Quand vous comparez la difficulté à concilier vie privée et vie professionnelle, vous arrivez à des niveaux qui sont à peu près équivalents entre les aidants et l'ensemble des salariés. Chez les aidants, il y a une juste place du travail. C’est vraisemblablement le « moins bon candidat au burn out professionnel ». Parce que, précisément, c'est celui qui sait mieux qu'un autre mettre la juste distance entre vie pro et vie perso.

Quelle était l’intention derrière le Prix Entreprise & Salariés aidants ?
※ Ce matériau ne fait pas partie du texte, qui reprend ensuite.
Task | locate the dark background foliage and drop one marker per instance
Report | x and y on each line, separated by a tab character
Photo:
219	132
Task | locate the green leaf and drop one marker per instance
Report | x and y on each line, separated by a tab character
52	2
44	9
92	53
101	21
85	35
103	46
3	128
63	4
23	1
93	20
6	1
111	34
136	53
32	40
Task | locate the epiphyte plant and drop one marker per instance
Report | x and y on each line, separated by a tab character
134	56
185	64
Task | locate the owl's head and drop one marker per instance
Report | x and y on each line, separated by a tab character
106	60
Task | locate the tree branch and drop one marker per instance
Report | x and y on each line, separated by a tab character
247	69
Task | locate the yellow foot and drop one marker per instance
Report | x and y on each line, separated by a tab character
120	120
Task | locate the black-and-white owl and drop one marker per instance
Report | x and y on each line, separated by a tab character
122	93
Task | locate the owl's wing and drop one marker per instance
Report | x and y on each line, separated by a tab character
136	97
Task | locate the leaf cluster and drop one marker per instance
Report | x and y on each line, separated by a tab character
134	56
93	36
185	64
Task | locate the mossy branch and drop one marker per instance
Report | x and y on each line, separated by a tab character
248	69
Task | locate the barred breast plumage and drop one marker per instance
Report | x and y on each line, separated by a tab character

Le projet a été fondé par Edouard de Hennezel. C’était l'idée qu’on peut changer par effet d’entrainement. Comme l’humain, l’entreprise est aussi un animal mimétique : si une entreprise bouge dans une direction, les autres la suivent. Et donc le Prix met en avant les bonnes pratiques et génère du comportement. On essaie d’enrichir cette idée en mettant aussi en avant des éléments qui peuvent faire changer l’attitude et les représentations des chefs d’entreprise, des décideurs, des managers vis-à-vis des aidants.
La réalité aujourd'hui, c’est qu’on demande aux entreprises de bouger en direction des aidants. Mais le discours médiatique est encore largement construit autour des mauvaises raisons. On leur dit “attention, parmi vos ressources, vous avez des gens qui sont souffrants, stressés, absents”. On vend finalement une espèce de petite musique doloriste - et finalement très moralisatrice - dans laquelle on pense qu'en appuyant sur certains types de besoins, on va pousser les entreprises à mieux intégrer la question des aidants.

D'après vous, comment est-ce que l'on pourrait en sortir de ce paradigme ?

Aujourd'hui, une des façons de changer les choses, c'est peut-être de donner la parole aux aidants qui vivent de façon heureuse leur aide. Or, il ne semble pas qu'on voit fleurir beaucoup de témoignages qui disent à quel point, c'est une action ou une activité qui peut générer des avantages ou du positif.
Aujourd’hui, on envisage le marché des aidants sur la base d'opinions et pas forcément des faits qui sont issus des études ou observations posées.
Vous avez beaucoup d’aidants qui sont des salariés qui pourraient être aidés, mais plutôt sur le mode du coup de pouce. C'est sûr que quand vous êtes confiné dans un petit appartement de 30 mètres carrés avec la personne que vous accompagnez, que vous avez un tout petit salaire, ce n'est pas tout à fait pareil que quand vous êtes aidant salarié dans un 150 mètres carrés, avec un jardin et éventuellement deux enfants qui peuvent prendre le relais. Ces deux personnes là sont mises dans le même panier et on envisage qu'on va vendre exactement les mêmes types de services à l'une et à l'autre.
Le vrai besoin aujourd'hui, c'est aussi qu'on puisse reconnaître les aidants pour autre chose que simplement le fait qu'ils soient aidants. Ne pas être forcément une figure héroïque, sacrificielle, mais aussi comme ayant un potentiel, une vraie contribution qui peut amener à la société des compétences nouvelles.